Weathering the ups and downs of a life in agriculture
As the world pins its hopes on the distribution of effective COVID-19 vaccines so we can finally emerge from the pandemic, we can look to the Kentucky farmer for inspiration.
Throughout the crisis, farmers have not only kept America nourished, they have innovated and gotten the job done, despite many challenges. The family farms featured in this issue of Kentucky Living show this creative and industrious spirit.
Reading their examples of dedication remind me of the So God Made a Farmer speech by broadcaster Paul Harvey at an FFA convention 43 years ago. You may have heard portions of it in Super Bowl ads in recent years. In a series of scenarios recognizable to the rural reader, Harvey explains that on the 8th day of creation, God needed a caretaker for the paradise he created:
“God had to have somebody willing to ride the ruts at double speed to get the hay in ahead of the rain clouds, and yet stop in mid-field and race to help when he sees the first smoke from a neighbor’s place. So God made a Farmer.”

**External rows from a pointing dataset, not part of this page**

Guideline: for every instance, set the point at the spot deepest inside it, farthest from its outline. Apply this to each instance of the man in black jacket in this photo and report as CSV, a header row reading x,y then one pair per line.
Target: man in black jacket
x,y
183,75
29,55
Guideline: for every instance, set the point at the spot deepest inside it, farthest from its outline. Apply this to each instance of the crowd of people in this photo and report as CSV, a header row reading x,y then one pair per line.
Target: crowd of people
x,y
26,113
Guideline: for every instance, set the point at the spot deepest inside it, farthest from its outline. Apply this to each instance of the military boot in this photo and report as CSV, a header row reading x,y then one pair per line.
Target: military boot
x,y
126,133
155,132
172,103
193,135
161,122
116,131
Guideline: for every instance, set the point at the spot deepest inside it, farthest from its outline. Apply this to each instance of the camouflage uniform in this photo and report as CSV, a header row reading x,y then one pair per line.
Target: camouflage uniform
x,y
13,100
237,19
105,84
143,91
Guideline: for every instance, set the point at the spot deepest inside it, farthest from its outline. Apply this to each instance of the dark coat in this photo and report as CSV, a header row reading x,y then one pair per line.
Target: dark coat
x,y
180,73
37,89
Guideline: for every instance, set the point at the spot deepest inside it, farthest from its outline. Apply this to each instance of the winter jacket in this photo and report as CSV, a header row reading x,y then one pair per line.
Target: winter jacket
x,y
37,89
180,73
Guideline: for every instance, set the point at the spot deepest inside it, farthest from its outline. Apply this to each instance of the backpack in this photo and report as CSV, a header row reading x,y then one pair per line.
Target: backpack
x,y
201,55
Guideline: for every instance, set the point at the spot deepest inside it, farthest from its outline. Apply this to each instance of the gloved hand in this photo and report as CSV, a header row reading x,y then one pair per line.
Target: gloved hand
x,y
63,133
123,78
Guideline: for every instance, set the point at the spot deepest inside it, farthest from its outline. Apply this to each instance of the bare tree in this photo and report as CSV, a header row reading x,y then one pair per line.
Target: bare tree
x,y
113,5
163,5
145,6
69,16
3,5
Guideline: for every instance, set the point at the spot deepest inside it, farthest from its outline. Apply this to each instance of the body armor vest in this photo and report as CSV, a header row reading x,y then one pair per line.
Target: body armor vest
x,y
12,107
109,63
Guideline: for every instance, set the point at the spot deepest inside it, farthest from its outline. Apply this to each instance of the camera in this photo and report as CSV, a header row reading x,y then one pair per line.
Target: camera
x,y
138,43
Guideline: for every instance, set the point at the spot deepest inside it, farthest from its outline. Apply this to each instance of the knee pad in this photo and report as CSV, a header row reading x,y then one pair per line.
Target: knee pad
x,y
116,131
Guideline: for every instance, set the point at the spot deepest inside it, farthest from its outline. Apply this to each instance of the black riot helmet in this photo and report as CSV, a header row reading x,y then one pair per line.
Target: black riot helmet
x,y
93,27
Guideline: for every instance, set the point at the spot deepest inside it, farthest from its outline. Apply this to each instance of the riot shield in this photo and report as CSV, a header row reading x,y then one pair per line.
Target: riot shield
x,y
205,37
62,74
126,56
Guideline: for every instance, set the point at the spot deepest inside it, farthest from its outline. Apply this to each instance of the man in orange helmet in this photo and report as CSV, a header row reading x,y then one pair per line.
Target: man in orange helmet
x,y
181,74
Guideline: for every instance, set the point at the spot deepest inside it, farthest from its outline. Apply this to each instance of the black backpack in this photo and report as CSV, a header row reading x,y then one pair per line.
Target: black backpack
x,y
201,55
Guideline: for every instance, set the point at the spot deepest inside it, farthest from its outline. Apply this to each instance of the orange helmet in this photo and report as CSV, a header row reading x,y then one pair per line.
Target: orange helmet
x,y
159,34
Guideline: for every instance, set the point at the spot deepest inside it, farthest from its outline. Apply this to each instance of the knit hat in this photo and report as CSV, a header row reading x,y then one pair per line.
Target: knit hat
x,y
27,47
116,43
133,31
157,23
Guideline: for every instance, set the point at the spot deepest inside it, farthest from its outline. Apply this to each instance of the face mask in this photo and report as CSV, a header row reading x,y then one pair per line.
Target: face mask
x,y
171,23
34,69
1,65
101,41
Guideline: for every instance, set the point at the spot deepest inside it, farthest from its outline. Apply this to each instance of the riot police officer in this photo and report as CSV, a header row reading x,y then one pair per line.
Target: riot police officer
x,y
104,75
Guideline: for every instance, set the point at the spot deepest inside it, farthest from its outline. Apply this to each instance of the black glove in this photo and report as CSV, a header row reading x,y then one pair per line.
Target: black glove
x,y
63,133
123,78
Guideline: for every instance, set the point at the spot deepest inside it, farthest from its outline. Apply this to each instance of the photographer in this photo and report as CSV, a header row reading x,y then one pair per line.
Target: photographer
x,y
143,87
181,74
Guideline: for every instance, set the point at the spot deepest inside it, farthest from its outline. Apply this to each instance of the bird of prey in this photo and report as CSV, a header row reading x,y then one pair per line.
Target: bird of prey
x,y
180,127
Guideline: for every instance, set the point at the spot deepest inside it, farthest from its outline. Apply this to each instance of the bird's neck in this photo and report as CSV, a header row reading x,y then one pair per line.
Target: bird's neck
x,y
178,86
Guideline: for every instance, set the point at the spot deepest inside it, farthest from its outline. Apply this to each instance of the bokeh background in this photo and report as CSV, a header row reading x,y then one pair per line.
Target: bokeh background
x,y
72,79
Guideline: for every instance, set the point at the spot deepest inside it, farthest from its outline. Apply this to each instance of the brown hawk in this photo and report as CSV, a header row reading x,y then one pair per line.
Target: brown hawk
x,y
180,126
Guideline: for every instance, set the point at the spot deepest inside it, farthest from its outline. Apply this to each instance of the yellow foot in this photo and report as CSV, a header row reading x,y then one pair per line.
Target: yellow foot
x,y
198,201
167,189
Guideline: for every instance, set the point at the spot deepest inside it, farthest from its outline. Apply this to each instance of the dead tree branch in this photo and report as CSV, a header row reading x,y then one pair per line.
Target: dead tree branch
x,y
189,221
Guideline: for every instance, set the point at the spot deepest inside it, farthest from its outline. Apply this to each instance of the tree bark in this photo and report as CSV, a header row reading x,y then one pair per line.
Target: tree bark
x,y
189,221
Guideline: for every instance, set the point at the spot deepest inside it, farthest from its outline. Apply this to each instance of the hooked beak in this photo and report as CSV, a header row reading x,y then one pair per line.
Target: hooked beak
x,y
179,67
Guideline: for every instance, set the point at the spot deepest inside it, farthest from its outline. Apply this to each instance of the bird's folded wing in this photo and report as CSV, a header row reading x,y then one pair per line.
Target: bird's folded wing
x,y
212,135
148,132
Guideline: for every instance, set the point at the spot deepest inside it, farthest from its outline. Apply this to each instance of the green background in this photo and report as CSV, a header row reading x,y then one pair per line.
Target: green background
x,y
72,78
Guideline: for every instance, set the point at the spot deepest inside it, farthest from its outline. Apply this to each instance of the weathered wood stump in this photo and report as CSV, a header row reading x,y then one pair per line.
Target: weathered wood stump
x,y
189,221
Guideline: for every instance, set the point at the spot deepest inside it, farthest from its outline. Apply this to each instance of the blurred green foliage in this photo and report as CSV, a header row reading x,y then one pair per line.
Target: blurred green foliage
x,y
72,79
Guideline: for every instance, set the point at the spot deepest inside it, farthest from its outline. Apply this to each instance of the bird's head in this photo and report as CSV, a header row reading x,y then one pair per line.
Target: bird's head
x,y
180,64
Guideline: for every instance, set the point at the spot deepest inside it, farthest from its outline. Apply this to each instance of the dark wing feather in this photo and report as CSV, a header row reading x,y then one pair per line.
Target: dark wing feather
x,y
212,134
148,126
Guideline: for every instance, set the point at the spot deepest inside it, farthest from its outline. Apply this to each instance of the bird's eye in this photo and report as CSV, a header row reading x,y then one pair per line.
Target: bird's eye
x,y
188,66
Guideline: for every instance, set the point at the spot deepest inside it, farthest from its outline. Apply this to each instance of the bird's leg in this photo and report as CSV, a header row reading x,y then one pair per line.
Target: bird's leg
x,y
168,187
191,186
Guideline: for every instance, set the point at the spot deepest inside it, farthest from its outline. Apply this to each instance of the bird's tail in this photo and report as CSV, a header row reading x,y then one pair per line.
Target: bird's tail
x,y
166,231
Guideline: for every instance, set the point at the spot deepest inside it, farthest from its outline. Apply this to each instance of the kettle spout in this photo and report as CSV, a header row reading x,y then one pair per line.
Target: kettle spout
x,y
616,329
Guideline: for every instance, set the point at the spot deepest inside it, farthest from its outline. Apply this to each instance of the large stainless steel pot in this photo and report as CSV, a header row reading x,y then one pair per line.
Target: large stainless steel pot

The farmers I know embody this spirit and a special kind of faith. It takes a remarkable fortitude to weather the ups and downs of a life in agriculture. Even before COVID-19, farmers faced stiff headwinds, from trying growing conditions to falling prices in world markets.
Meanwhile, pandemic-related safety restrictions and an uncertain global economy have taken a tremendous toll. For instance, as restaurant orders plummeted, the glut of output forced producers to euthanize livestock, dump milk, and dispose of perishable products that could not be stored.
Now, in the depths of winter, America is fed while our farmers strategize and pray for a healthier 2021 and a return to some normalcy. Though this year has extra complications, farmers are always thinking ahead, turning, tilling and fertilizing for the next crop, breeding, nurturing and raising the next herd.
Thank you to our Kentucky farmers, who are resilient and have always risen to the challenge.